# **Experimentation**

### **Import Relevant Libraries**

In [None]:
'''
Webpage for a date's (say 4th October 2024) daily papers has the format: https://huggingface.co/papers?date=2024-10-04
'''

In [2]:
import requests
from bs4 import BeautifulSoup
import os

# Base URL for Hugging Face
BASE_URL = "https://huggingface.co"

# URL for the Hugging Face daily papers page (update this to the correct page)
URL = f"{BASE_URL}/papers?date=2024-10-04"

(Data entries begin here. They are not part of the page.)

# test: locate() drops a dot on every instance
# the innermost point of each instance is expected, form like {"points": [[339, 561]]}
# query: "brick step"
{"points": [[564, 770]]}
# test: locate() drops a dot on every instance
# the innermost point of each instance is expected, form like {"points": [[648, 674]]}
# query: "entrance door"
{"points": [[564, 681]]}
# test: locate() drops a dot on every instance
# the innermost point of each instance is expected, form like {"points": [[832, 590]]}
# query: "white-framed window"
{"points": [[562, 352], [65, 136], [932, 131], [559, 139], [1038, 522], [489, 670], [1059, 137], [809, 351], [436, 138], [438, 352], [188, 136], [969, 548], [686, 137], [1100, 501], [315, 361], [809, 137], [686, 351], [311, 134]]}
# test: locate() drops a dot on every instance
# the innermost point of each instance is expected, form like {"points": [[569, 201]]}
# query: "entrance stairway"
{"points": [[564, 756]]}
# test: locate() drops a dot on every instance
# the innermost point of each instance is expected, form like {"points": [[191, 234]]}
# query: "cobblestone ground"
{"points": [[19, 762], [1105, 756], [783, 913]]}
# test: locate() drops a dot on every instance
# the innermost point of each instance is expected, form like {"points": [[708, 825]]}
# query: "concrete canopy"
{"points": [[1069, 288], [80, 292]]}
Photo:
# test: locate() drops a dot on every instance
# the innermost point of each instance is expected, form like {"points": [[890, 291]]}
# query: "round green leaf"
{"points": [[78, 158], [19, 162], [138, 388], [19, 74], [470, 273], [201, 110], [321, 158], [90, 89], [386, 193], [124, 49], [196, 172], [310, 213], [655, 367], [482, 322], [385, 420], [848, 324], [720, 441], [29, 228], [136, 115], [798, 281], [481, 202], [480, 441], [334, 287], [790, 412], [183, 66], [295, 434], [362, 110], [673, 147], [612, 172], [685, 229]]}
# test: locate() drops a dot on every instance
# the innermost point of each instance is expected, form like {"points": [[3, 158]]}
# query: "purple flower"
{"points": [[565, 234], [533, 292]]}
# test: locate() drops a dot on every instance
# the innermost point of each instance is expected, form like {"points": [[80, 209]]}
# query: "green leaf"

# Function to extract PDF links from individual paper page
def get_pdf_link(paper_page_url):
    # Fetch the paper's page content
    paper_response = requests.get(paper_page_url)
    
    # Parse the paper's page content
    if paper_response.status_code == 200:
        paper_soup = BeautifulSoup(paper_response.content, 'html.parser')
        
        # Find the PDF link on the paper's page
        # Assuming the PDF link is in an <a> tag with 'href' that contains '.pdf'
        pdf_link = paper_soup.find('a', href=lambda href: href and ".pdf" in href)
        
        if pdf_link:
            return pdf_link['href']  # Return the PDF link
    return None

# Function to download the PDF file
def download_pdf(pdf_url, paper_title):
    # Get the PDF content
    pdf_response = requests.get(pdf_url)
    
    if pdf_response.status_code == 200:
        # Define the PDF file name, making it a valid file name
        paper_title = paper_title.replace("/", "-").replace("\\", "-")  # Clean file name
        pdf_file_name = f"{paper_title}.pdf"
        
        # Write the PDF content to a file
        with open(pdf_file_name, 'wb') as f:
            f.write(pdf_response.content)
        print(f"Downloaded: {pdf_file_name}")
    else:
        print(f"Failed to download PDF: {pdf_url}")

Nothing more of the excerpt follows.